Optical Character Recognition (OCR) usually is akin to the joke about the talking dog, "It's not that he does it so well, but that he does it at all."
And then along comes OmniPage Pro 11.0 from ScanSoft. Last year, I looked at the Peabody MA-based OCR giant's mid-market Pagis Pro Millennium Scanning Suite last year (TNPC #3.11). I wanted to check out its professional OmniPage product lineup, added when ScanSoft acquired rival Caere, Inc. A company spokesman suggested I hold off until Version 11 hit the market--and now I see why.
The bottom line in determining the value of an OCR program is very simple: by the time you get through fixing recognition errors, did the process take less time than re-typing yourself would have? And did it make fewer typographical errors?
Very simply, the answer for OmniPage is "absolutely yes"-- bordering on "oh wow!" It is the most accurate recognition engine I have ever used.
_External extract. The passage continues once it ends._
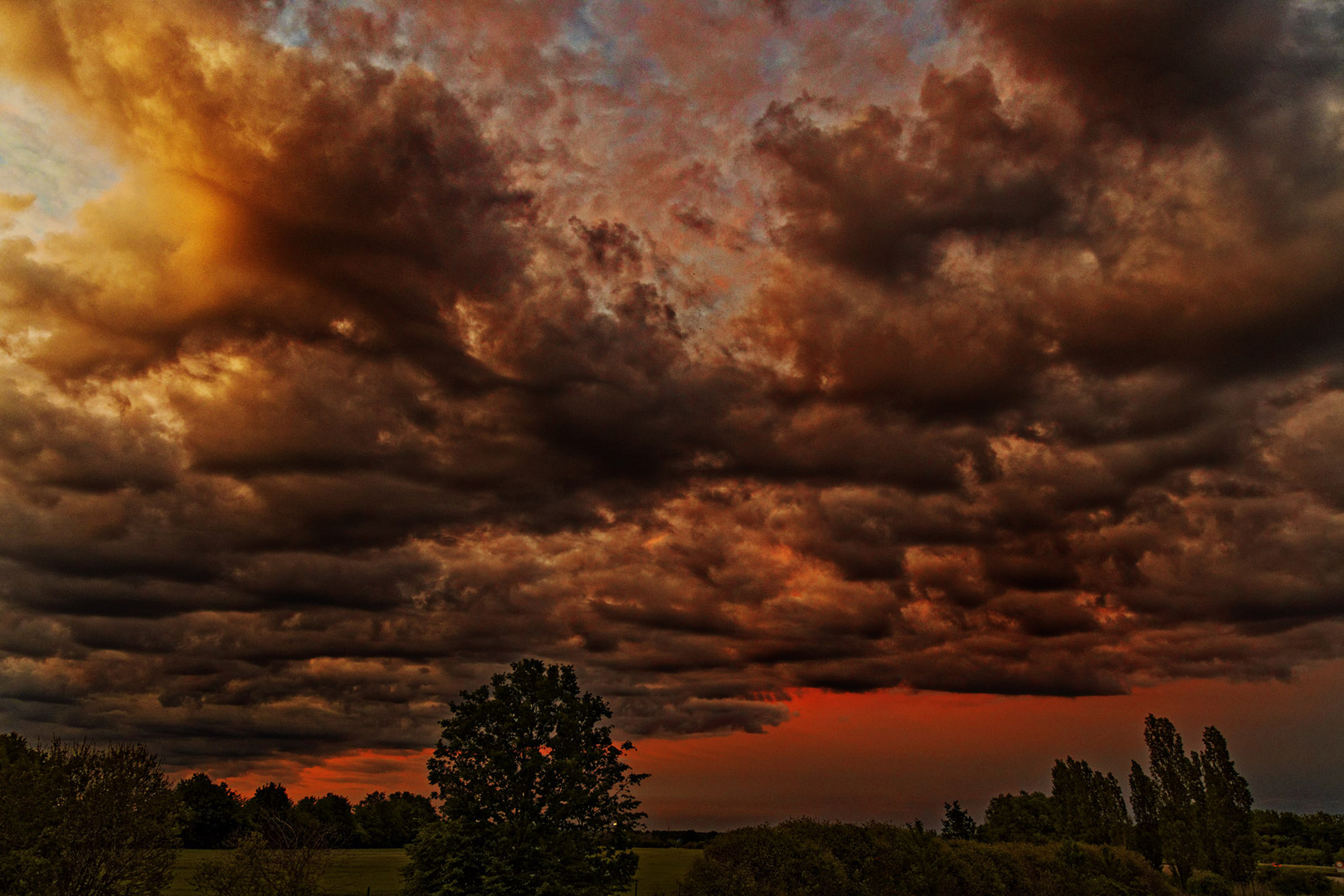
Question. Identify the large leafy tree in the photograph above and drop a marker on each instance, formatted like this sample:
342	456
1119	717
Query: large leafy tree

On good to moderate quality documents, it makes almost no text recognition errors. I rarely saw more than two on three per 250 words, and most of those were caught by its internal correction system.
Note I said, TEXT recognition. OmniPage's "TruePage" technology, which attempts to make the layout of the electronic document match up with the hard copy, does a fine job. But think of the output as a good first draft. You are going to have to manipulate the electronic file to make things exactly right. Also, I found that some tables did fool the program, especially when borders were done in something other than solid rules.
The killer addition to OmniPage 11 is its ability to scan Adobe Acrobat PDF files and turn them to editable Word, html, text, etc. files. It allows you to use--and hey, let's not be violating anyone's copyrights, out there--excerpts from reports that were published in PDF, convert to a format with a smaller file size, and generally make the material easier to work with. OmniPage, of course, also has all the expected bells and whistles: Office integration, the ability to clean up faxes, and so on.
For whatever marketing reason, ScanSoft has a theoretical $500 list price
for the full version of OmniPage 11, But you have no need to pay
anything close to that. The upgrade version has an affordable street
price of $130:
http://www.TheNakedPC.com/t/415/tr.cgi?alocr2
As ScanSoft spokeswoman Jane Van Saun points out, "anyone with ANY previous OCR software can upgrade ... And almost anyone with a scanner has some type of OCR bundled with it." Also, the upgrade is available to users of Microsoft Office XP, which uses the OmniPage OCR engine in its OCR utility.
If somehow you still aren't eligible, PaperPort Deluxe 7.0 has been
released and for $55 you get the state of the art in document management
software plus the upgrade rights to OmniPage.